Optimising restart times#
As a DBA for a highly available RonDB installation you are likely to have requirements on restart times for RonDB. In this chapter we will discuss the options available to impact restart times.
The restart has around 20 different phases, most of those phases are fairly quick. There is an ndbinfo table that gives information on restarts and the exact time we spent in these different phases.
Here we will focus on the most important phases that consumes most of the time.
Early phases#
Most of the early phases are normally executed quickly. There are occasions when they can take some time.
The first phase is to allocate a node id. This phase can wait for the node failure handling to complete. When a node fails the transactions need to be completed for all ongoing transactions this node was responsible for. A number of protocols need to be completed before the node failure handling is complete. As long as the node failure handling is still ongoing in the cluster it won't be possible to allocate the node id.
Next phase is to be included into the heartbeat protocol. The registration of a new nodes takes 1-3 seconds. If many nodes start in parallel this phase might take some time.
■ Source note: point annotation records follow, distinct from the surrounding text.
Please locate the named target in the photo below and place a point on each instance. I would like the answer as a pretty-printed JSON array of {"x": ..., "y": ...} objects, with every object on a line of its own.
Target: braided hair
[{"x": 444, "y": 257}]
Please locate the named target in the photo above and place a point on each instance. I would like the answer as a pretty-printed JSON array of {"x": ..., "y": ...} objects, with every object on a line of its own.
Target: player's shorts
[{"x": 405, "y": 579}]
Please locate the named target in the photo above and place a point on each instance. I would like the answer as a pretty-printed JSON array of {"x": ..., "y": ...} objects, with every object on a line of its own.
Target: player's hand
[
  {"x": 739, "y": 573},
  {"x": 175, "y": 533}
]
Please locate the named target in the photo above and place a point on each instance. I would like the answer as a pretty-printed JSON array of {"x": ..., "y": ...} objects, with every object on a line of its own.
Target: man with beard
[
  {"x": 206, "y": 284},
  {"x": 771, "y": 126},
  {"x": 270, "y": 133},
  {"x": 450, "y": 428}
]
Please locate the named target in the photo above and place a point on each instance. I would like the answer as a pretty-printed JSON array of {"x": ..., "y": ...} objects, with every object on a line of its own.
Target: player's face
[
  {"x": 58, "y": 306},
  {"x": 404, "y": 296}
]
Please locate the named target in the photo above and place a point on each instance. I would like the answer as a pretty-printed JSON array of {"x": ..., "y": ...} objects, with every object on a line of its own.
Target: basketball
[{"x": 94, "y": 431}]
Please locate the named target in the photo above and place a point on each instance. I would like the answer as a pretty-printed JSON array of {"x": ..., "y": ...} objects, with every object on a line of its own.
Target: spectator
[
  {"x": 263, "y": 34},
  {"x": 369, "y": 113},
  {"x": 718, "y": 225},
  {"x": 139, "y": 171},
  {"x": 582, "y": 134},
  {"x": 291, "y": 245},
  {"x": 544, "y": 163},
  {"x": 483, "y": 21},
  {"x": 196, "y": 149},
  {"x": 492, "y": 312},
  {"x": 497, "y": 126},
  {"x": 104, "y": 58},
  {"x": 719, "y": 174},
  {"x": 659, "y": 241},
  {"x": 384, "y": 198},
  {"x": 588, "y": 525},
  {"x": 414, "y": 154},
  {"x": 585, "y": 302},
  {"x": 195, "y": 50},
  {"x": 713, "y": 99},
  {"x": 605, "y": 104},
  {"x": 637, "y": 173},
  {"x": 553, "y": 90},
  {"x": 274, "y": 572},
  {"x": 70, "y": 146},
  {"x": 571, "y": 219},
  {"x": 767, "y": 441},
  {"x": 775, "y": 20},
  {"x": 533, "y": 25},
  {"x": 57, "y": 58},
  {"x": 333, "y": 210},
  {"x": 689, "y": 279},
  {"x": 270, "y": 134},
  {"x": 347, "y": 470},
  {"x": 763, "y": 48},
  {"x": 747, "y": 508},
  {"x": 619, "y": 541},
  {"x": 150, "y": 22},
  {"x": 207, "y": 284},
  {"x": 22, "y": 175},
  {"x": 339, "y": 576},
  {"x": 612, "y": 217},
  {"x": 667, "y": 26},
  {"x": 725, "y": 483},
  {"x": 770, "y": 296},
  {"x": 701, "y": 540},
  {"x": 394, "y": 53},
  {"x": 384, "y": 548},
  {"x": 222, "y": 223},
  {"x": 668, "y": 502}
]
Next we have to wait until all nodes required for the restart are up and running. For a node restart this is normally very short. In a cluster start or a system restart of the cluster enough nodes have to be available for the start to be able to proceed. This phase might have to wait for nodes to start up.
Next there is a short phase waiting for permission to be included into the cluster followed by waiting for an appropriate time to copy the meta data over to the starting node. Starting up an LCP might block the start of a node for a short time, in RonDB it is at most a few seconds normally.
The next phase copies over the meta data, the length of this phase is dependent on the amount of tables and other meta data in the cluster. It is normally a very short phase.
Next we have a phase to include node in a number of important protocols. Next a phase to start up the local recovery of a node.
There are no specific methods available to speed up those parts of the recovery.
After these phases we move into the phases where the actual database recovery happens. This is where most restarts spend a majority of their time and this is where it is possible to have ways to improve the recovery times.
Load data phase#
The first phase that can take considerable time is the load data phase. This phase reads in the data from the local checkpoint files. This phase executes in parallel on all LDM threads. Actually it even uses all query threads as well, in the default setting of AutomaticThreadConfig we also create a number of Recover threads, the total number of LDM threads, Query threads and Recover threads will be the same as the number of CPUs in the node. Thus this phase should more or less use all CPUs in the node.
The time it takes for this phase is directly dependent on the amount of data to restore. With records of a few hundred bytes in size it is likely that each thread will be capable of sustaining a few hundred thousands records per second and even up to a million records per second. Thus we can sustain several million records per second during this recovery phase. Thus even a database of of 200 GByte should be loaded within 3 minutes. This requires the file system to be able to sustain reading more than 1 GByte per second from disk into memory.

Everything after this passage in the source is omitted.